Despite the rising burden of health care on household expenses, coverage under any form of health insurance continues to be very low.  In 2017-18, merely 13% of the hospital expenses were covered under government insurance schemes and in urban areas, even lower at 9%. What is even more worrying is the lower insurance coverage amongst the poor. In the fig below, it is evident that only 9-10% households in the lowest income bracket have some form of health expenditure coverage while almost 30% of urban households and ~22% of rural households in the highest income bracket are covered under some form of insurance. Further, it is worth noting that the urban poor is even more deprived than that of the rural poor.

Government of India have time and again introduced several measures to bring the poor under some form of health insurance coverage.  Several Publicly Financed Health Insurance (PFHI) schemes were introduced either by the state or the central government. One of the biggest initiatives, so far has been the PMJAY -Ayushman Bharat scheme, launched in 2018, which aims to provide health care facilities to over 10 crore families covering urban and rural poor. The scheme offers an insurance cover of Rs. 5 lakh which will cover almost 50 crore citizens.  However, despite the mega scheme launched in 2018, government expenditure on health continue to be meagre at 0.29% of GDP which is about 2% of the total expenditure. Global evidence on health spending shows that unless a country spends at least 5–6% of its GDP on health and the major part of it is from government expenditure, basic health care needs are seldom met. In India government spending on health falls way below the global benchmark.

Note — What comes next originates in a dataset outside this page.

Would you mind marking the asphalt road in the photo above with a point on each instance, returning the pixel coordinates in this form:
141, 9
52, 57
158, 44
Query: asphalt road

In most developed economies, in times of slow down, the welfare programs of the government act as an automatic stabilizer to revive demand. In India, the welfare programs are essential not just for revival but also for survival.   In a situation of an economic crises, where the household incomes have slumped, it is essential that government scale up its support on health care which is an essential expense for any ailing individual.  Does the solution lie in increasing health insurance coverage or can there be a more innovative solution to making health care needs more affordable for all?